Markets

DeFi TVL down 4.3% in May is mixed

The industry saw a mixed performance in May, as DeFi saw a decrease in total value locked (TVL) but an increase in its share of on-chain activity. The dApp industry has grown, while blockchains, with the exception of Tron, have fallen behind in TVL.

According to the latest DappRadar report, the cryptocurrency industry had a mixed bag in May, with different parts of the industry simultaneously advancing and taking steps back.

Blockchain TVL Decline

Total withheld value (TVL) in DeFi protocols – or the funds used in them – decreased 4.3% in May, falling to $79.16 billion. However, DeFi’s share of on-chain activity rose to 31%. So even though more users take advantage of its protocols, they play less collectively.

However, it wasn’t all bad. The dApp industry grew by 9.97% in May, averaging 1,967,051 daily unique active wallets (dUAW), reflecting a steady increase in interest in Web3.

Total Value Closed (TVL) Top Blockchains, April-May 2023. Source: DappRadar

The decline was a key takeaway for the blocks in May, as TVL fell across the board. The only exception in the report was TRON, which grew just under 1% for the month.

The biggest loser in this period was Fantom (FTM). TVL fell 37% to $308 million due to its connection to Multichain Disorder stemming from rumors of possible arrests in China. The original Multichain coin, MULTI, experienced a sharp drop of 49%, which affected Fantom’s assets and led to a switch to Arbitrum.

Low NFT trading volume

The NFT market has seen mixed performance in the past month, reflecting a broader trend in the industry. Trading volume fell below $1 billion for the first time since December 2022, with NFT trading volume in May dropping sharply 44% to $675 million compared to the previous month.

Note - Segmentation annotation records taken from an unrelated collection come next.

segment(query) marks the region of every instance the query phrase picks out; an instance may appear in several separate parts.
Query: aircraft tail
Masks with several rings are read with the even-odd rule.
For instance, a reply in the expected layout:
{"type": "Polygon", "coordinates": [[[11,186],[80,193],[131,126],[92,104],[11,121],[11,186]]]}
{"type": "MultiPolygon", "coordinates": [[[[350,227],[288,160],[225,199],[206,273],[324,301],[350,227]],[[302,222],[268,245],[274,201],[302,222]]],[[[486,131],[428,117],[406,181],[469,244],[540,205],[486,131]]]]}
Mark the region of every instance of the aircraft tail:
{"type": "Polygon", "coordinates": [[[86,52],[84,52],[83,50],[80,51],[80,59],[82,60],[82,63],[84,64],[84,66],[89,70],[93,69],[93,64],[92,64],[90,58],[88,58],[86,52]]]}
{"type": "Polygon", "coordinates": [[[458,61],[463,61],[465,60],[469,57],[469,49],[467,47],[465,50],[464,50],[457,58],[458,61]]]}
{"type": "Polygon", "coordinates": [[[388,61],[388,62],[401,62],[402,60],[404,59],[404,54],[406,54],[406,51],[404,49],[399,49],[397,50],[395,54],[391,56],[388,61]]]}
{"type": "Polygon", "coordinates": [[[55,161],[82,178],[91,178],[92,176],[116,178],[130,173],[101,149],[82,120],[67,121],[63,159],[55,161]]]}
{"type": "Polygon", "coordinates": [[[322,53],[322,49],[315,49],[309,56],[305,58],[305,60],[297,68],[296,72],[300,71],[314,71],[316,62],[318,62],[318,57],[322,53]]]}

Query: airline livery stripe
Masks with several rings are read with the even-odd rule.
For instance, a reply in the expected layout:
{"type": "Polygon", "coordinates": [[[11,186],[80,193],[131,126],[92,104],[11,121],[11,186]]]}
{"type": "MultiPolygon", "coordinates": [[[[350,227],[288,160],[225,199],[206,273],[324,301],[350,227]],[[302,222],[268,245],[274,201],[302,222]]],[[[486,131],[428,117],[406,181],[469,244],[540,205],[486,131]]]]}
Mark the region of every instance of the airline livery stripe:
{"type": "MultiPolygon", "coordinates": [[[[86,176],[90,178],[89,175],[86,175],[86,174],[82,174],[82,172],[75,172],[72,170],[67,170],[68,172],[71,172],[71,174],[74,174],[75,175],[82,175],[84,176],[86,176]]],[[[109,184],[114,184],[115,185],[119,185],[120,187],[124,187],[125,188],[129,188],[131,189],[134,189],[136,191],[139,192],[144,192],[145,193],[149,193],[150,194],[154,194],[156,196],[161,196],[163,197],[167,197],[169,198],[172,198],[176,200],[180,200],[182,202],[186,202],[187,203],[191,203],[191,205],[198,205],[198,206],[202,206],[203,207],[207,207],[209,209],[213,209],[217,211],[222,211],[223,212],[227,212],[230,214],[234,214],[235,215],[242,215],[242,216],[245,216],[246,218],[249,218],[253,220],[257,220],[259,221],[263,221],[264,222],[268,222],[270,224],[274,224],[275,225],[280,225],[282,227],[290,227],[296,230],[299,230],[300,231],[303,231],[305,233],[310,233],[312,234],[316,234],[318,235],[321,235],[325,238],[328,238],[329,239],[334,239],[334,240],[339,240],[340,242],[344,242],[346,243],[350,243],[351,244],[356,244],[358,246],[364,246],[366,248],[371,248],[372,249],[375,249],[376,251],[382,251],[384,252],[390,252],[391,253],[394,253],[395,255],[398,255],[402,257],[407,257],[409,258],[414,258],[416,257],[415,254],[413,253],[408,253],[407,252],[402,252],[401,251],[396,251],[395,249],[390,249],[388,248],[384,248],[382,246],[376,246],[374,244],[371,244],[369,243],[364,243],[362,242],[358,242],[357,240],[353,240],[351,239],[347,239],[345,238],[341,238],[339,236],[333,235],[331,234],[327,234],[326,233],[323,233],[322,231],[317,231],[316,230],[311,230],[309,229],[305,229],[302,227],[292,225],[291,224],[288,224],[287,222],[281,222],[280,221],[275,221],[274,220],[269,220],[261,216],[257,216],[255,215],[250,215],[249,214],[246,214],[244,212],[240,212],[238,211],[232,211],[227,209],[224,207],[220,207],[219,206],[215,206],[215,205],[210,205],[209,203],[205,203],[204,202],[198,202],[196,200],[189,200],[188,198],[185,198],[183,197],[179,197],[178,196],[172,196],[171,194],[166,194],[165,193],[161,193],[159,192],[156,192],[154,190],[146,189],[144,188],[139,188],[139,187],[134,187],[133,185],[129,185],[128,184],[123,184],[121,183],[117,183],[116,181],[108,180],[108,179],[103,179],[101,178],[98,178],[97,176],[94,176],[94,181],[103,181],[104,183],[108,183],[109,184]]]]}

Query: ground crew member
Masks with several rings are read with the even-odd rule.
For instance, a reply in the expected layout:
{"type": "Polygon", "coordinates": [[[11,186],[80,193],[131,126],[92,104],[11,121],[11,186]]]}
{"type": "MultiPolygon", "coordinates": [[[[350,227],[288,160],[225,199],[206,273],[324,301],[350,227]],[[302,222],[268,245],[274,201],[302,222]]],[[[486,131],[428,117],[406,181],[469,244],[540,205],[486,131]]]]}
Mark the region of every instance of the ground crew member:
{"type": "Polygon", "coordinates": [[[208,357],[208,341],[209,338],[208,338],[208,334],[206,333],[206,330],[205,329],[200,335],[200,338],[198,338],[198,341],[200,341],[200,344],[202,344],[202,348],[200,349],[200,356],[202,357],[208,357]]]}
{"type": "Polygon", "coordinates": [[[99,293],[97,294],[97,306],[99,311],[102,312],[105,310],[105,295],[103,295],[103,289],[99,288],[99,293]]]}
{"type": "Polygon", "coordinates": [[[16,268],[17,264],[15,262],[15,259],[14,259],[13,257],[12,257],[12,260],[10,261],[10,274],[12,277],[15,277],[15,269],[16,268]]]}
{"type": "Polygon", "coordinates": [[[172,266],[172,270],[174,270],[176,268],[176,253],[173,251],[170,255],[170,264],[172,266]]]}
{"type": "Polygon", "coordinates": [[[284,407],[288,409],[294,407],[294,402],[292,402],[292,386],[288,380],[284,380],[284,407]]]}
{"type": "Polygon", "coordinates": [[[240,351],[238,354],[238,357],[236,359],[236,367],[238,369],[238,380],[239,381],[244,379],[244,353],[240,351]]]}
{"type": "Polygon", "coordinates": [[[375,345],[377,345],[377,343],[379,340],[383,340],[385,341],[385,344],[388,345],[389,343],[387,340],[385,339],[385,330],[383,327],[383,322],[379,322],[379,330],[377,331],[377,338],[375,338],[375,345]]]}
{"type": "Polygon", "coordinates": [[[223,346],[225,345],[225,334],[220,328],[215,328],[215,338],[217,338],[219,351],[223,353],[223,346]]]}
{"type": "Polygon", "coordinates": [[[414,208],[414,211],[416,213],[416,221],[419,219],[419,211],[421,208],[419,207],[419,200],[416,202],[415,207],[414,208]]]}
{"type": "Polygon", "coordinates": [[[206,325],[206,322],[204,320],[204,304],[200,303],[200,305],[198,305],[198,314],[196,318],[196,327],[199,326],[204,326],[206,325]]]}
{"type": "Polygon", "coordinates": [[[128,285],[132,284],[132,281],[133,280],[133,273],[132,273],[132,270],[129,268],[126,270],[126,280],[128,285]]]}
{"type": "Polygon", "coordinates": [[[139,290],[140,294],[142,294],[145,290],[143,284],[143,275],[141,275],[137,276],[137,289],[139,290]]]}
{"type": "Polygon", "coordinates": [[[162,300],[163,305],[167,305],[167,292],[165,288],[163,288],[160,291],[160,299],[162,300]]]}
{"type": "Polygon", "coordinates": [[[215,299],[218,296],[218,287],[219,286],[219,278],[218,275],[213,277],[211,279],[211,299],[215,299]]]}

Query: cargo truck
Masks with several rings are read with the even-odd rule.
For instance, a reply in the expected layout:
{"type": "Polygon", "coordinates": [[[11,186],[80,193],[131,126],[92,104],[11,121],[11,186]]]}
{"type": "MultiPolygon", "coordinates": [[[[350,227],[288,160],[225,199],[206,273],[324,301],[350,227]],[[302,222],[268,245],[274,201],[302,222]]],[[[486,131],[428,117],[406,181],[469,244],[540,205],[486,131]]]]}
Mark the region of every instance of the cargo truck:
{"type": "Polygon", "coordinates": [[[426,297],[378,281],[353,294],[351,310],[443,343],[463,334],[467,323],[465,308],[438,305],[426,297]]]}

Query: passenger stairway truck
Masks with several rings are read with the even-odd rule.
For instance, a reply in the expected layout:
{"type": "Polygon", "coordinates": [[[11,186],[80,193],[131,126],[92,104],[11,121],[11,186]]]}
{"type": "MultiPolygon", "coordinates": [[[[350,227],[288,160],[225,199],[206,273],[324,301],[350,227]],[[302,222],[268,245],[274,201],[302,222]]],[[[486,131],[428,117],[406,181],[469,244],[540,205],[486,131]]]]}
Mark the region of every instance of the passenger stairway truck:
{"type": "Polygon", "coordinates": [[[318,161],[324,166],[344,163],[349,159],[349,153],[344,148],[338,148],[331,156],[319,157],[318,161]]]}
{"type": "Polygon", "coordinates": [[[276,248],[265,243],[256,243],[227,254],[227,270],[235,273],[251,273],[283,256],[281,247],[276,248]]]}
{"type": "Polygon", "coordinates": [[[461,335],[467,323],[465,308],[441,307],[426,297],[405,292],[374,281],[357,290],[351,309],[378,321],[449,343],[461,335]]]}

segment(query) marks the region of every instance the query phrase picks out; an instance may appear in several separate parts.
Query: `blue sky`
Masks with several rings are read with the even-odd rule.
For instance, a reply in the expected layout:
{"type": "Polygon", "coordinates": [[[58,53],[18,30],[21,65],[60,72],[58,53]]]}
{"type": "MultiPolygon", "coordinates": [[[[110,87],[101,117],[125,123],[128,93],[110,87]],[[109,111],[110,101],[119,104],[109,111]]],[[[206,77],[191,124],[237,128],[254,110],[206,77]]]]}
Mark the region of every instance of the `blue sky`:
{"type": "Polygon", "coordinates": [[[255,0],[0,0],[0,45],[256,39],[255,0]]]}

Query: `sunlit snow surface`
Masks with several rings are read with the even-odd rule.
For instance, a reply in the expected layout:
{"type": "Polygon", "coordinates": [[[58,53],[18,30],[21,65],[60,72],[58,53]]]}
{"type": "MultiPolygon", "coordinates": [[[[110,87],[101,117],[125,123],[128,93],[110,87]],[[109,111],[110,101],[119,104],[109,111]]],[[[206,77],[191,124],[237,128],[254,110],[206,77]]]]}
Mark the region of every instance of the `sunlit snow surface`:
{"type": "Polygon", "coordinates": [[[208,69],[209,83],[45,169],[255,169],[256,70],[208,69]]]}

FT turnover and number of sales.  Source: DappRadar
NFT trading volume and number of sales. source: DappRadar

In May 2023, Blur had 65% market share and generated $442 million in NFT sales. The previous king of the NFT markets, OpenSea, had a 27% market share and $183 million in revenue. Despite Blur’s dominance, OpenSea had a much larger number of traders, at 377,087, compared to Blur’s 36,673. This reflects something we’ve known for a long time: Blur appeals to a certain type of market participant. Namely, those who want a technical focus on high-frequency trading and less on collecting.

However, Blur’s NFT lending service, Blend, has taken some attention away from its trading platform. The transition of NFT traders from the former to the latter has greatly contributed to the drop in trading volume.

Disclaimer

Adhering to the Trust Project’s guidelines, BeInCrypto is committed to providing unbiased and transparent reporting. This news article aims to provide accurate and timely information. However, readers are advised to independently check the facts and consult with a professional before making any decisions based on this content.